A frequent and costly mistake is computing .area or .length on unprojected geometry. The result is expressed in square degrees, a quantity with no consistent physical meaning, and it will silently poison downstream features.

70.2 2. Distance Metrics on the Sphere

70.2.1 2.1 The Haversine Formula

When data spans more than a single projection zone, or when reprojection is impractical, distances must be computed directly on the sphere. The great circle distance is the shortest path along the surface between two points. Given points \(1\) and \(2\) with latitudes \(\phi_1, \phi_2\) and longitudes \(\lambda_1, \lambda_2\) in radians, the haversine formula is

\[ a = \sin^2\!\left(\frac{\Delta\phi}{2}\right) + \cos\phi_1 \cos\phi_2 \sin^2\!\left(\frac{\Delta\lambda}{2}\right), \]

\[ d = 2 R \, \operatorname{arcsin}\!\left(\sqrt{a}\right), \]

where \(\Delta\phi = \phi_2 - \phi_1\), \(\Delta\lambda = \lambda_2 - \lambda_1\), and \(R \approx 6371\) km is the mean Earth radius.
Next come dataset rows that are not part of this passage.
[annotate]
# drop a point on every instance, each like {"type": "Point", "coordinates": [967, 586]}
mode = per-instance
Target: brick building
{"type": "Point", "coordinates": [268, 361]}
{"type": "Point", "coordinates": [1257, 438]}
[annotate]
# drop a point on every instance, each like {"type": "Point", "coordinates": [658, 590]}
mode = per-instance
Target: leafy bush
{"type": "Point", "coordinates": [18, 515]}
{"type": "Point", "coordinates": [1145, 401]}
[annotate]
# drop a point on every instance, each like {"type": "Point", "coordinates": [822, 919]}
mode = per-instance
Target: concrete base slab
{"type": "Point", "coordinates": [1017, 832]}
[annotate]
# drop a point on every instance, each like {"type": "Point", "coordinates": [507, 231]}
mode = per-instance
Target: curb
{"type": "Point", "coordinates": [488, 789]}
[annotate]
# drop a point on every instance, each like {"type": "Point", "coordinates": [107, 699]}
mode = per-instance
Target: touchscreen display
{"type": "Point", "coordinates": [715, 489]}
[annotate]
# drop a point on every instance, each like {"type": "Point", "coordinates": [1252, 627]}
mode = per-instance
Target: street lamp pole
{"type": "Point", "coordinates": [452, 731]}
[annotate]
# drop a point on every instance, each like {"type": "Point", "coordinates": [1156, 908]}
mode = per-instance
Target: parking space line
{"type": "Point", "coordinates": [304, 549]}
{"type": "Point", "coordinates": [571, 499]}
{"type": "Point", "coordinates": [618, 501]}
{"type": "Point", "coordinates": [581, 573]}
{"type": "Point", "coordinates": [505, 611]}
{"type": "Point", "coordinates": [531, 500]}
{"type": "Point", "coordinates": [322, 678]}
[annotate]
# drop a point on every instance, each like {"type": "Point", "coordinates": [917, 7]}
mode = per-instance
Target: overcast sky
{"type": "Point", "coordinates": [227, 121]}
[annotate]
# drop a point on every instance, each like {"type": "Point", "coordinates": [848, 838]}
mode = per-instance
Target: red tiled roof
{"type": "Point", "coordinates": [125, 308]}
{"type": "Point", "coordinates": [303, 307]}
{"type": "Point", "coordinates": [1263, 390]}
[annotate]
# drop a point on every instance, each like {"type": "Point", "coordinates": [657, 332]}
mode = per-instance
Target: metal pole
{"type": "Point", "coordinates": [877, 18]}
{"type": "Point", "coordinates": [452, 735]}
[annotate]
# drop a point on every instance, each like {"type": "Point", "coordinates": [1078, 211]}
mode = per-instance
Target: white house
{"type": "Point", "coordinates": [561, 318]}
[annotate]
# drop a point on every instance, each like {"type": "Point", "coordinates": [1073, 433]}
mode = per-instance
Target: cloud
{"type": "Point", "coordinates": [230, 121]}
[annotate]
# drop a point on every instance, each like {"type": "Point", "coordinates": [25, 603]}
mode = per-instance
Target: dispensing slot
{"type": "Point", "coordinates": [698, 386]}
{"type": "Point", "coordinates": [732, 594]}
The haversine form is numerically preferred over the equivalent spherical law of cosines because it remains stable for small distances, where the law of cosines loses precision through catastrophic cancellation.

import numpy as np

def haversine(lat1, lon1, lat2, lon2, R=6371.0):
    p1, p2 = np.radians(lat1), np.radians(lat2)
    dphi = np.radians(lat2 - lat1)
    dlmb = np.radians(lon2 - lon1)
    a = np.sin(dphi/2)**2 + np.cos(p1)*np.cos(p2)*np.sin(dlmb/2)**2
    return 2 * R * np.arcsin(np.sqrt(a))

The function is fully vectorized, so distances from one query point to a million candidates cost a single array expression.

70.2.2 2.2 Choosing Among Distance Definitions

Several distance notions coexist, and the correct choice depends on the application.

The Euclidean distance on projected coordinates, \(\sqrt{(x_2 - x_1)^2 + (y_2 - y_1)^2}\), is fast and exact within a projection zone, making it the default for local analysis.

The haversine or great circle distance is appropriate for global or continental scale data where any single projection would introduce unacceptable error.

The Vincenty and Karney geodesic distances account for the Earth’s flattening on the WGS84 ellipsoid and reach millimeter accuracy. They cost more per evaluation and matter when surveying grade precision is required.

For routing and accessibility problems, none of these straight line measures is the right feature. The relevant quantity is network distance or travel time along a road or transit graph, which can differ from straight line distance by a factor of two or more in dense urban environments. When the downstream task concerns human movement, a network distance feature derived from a routing engine usually dominates any geometric distance.

70.2.3 2.3 Encoding Coordinates for Models

Raw latitude and longitude are poor model inputs because they are cyclic at the date line and because their linear relationship to outcomes is rarely linear in coordinate space. Two encodings help. First, transform to a local planar frame so that the features carry metric meaning. Second, when global coverage forces the use of angular coordinates, project them onto a sphere in three dimensions,

\[ x = \cos\phi \cos\lambda, \quad y = \cos\phi \sin\lambda, \quad z = \sin\phi, \]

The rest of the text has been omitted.